Transcript evidence preparation involved two approaches for NGS transcriptome data: 1) Trinity v2.0.6⁴² was employed to perform de novo assembly, and 2) hisat2 v2.1.0⁴³ was utilized to map reads to the genome, followed by assembly using StringTie v2.1.5⁴⁴. For iso-seq data, Minimap2 v2.24⁴⁵ (with the parameters -a -x splice–end-seed-pen = 60–G 200k) was used to map reads to the genome, which were subsequently assembled using StringTie v2.1.5 (with the parameters -L -t -f 0.05) (Supplementary Table S10). Gene structure annotation was performed, by employing the PASA (Program to Assemble Spliced Alignments) pipeline v2.4.1⁴⁶ based on the transcript evidence obtained, and full-length genes were identified through comparison with reference proteins. To optimize gene prediction, AUGUSTUS v3.4.0⁴⁷ was trained using the full-length gene set, undergoing five rounds of optimization. Additionally, SNAP⁴⁸ was also trained to further enhance gene prediction accuracy.

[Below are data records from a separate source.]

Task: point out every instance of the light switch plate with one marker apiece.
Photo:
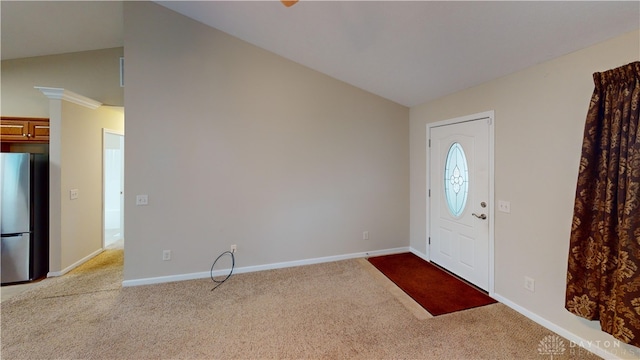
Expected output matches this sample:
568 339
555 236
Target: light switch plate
504 206
142 200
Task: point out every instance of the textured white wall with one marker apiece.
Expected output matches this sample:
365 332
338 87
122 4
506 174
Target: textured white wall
95 74
235 145
539 121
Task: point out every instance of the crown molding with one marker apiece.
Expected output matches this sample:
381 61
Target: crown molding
70 96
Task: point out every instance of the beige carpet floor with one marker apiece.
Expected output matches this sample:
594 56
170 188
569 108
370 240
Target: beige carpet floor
338 310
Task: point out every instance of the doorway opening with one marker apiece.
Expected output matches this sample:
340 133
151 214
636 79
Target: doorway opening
113 188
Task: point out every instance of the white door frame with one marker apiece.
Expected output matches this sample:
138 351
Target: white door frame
104 134
491 208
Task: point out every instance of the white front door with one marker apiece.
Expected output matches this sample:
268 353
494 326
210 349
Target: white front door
459 197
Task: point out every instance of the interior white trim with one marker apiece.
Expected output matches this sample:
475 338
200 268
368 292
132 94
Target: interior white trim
75 264
248 269
576 341
70 96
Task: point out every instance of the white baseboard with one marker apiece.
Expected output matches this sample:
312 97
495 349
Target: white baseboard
248 269
419 254
576 341
75 264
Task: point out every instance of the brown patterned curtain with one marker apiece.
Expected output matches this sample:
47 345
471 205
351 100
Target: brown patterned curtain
603 278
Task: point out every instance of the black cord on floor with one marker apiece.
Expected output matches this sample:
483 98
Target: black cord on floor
233 264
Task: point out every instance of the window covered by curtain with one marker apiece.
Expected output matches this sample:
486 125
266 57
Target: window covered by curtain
603 278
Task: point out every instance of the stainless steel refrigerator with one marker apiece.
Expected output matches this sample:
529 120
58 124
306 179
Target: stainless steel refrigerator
24 217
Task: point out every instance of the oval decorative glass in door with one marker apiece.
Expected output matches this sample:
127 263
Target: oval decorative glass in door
456 179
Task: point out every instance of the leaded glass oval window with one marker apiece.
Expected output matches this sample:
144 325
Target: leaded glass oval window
456 179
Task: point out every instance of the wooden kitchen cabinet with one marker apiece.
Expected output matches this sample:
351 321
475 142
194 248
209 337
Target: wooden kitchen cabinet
20 129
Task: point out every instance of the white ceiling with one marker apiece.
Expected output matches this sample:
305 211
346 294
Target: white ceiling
408 52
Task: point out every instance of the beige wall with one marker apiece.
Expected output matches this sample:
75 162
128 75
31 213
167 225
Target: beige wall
539 120
235 145
76 148
95 74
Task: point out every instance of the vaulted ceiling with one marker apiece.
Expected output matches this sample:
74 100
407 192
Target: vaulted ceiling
408 52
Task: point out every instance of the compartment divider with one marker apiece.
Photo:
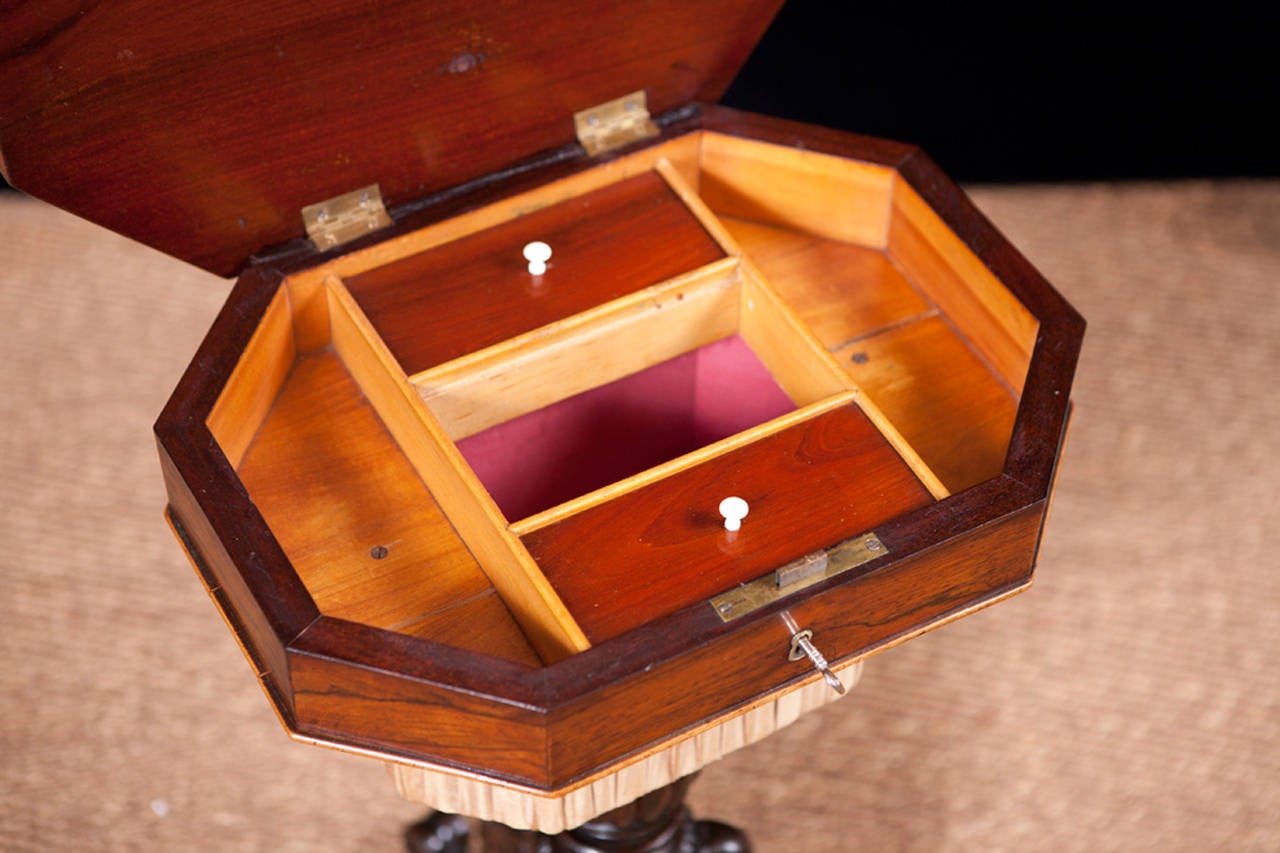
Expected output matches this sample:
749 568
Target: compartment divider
530 598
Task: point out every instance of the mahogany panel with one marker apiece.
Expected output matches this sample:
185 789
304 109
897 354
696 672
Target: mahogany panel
360 528
949 406
839 290
662 547
475 292
849 619
215 512
204 131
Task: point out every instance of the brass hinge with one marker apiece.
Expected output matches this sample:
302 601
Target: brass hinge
798 575
615 123
344 218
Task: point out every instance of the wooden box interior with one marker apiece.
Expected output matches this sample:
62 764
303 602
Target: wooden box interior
362 413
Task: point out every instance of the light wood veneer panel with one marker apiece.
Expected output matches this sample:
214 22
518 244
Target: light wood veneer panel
840 291
940 396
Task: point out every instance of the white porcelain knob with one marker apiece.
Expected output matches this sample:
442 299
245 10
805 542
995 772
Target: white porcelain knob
734 509
538 254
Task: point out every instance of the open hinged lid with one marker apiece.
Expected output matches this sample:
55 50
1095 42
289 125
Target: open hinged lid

The MAKER2 v2.31.9⁴⁹ annotation workflow was employed to annotate genes based on ab initio prediction, transcript evidence, and homologous protein evidence. In this step, repetitive regions were first masked using RepeatMasker v4.0.7. AUGUSTUS v3.4.0 and SNAP were used for ab initio gene prediction. Then, the assembled transcript sequences were aligned with the genome using BLASTN, while protein sequences were aligned using BLASTX, and the alignments were optimized using Exonerate v2.2.0⁵⁰. Hints files were generated based on the evidence obtained, which were then integrated with AUGUSTUS and SNAP to predict gene models.

Further integration of MAKER and PASA annotations was performed using EVidenceModeler (EVM) v1.1.1⁵¹ to generate consistent gene annotations. TEsorter v1.4.1⁵² was utilized to identify TE protein domains in the genome, which were subsequently masked by EVM v1.1.1, to avoid introducing transposable element (TE) coding regions. Finally, PASA v2.4.1 was used to upgrade and optimize the results obtained by EVM, add UTRs, and add alternative splicing. Gene annotations with abnormal coding frames and those that were too short (<50 aa) were removed. Barrnap v0.9 (https://github.com/tseemann/barrnap) and tRNAScan-SE v1.3.1⁵³ were used to annotate rRNA and tRNAs respectively. Various non-coding ncRNAs were annotated using RfamScan v14.2⁵⁴.

Functional annotation of protein-coding genes was conducted using three strategies. 1) the predicted genes were aligned with the eggNOG v. 5.0 homologous gene database using eggNOG-mapper v. 2.0.0⁵⁵ (–target_taxa Viridiplantae -m diamond) for Gene Ontology (GO) and Kyoto Encyclopedia of Genes and Genomes (KEEG) annotation. 2) sequence matching was performed using DIAMOND v0.9.24⁵⁶ (–evalue 1e-5–max-target-seqs 5) (Identity >30%, E-value <1e-5), aligning the protein sequences with various databases such as Swiss_Prot, TrEMBL, NR (non-redundant protein), and Arabidopsis, to identify best gene matches. 3) InterProScan v5.27-66.0⁵⁷ was used to obtain the conserved amino acid sequences, motifs, and domains of the predicted proteins by searching for similarity of domain according to the sub-databases PRINTS, Pfam, SMART, PANTHER and CDD of the InterPro database (Table 3). Finally, 27,795 genes were functionally annotated in at least one of the above databases, accounting for 96.91% of the predicted protein-coding genes (Table 2; Supplementary Table S11).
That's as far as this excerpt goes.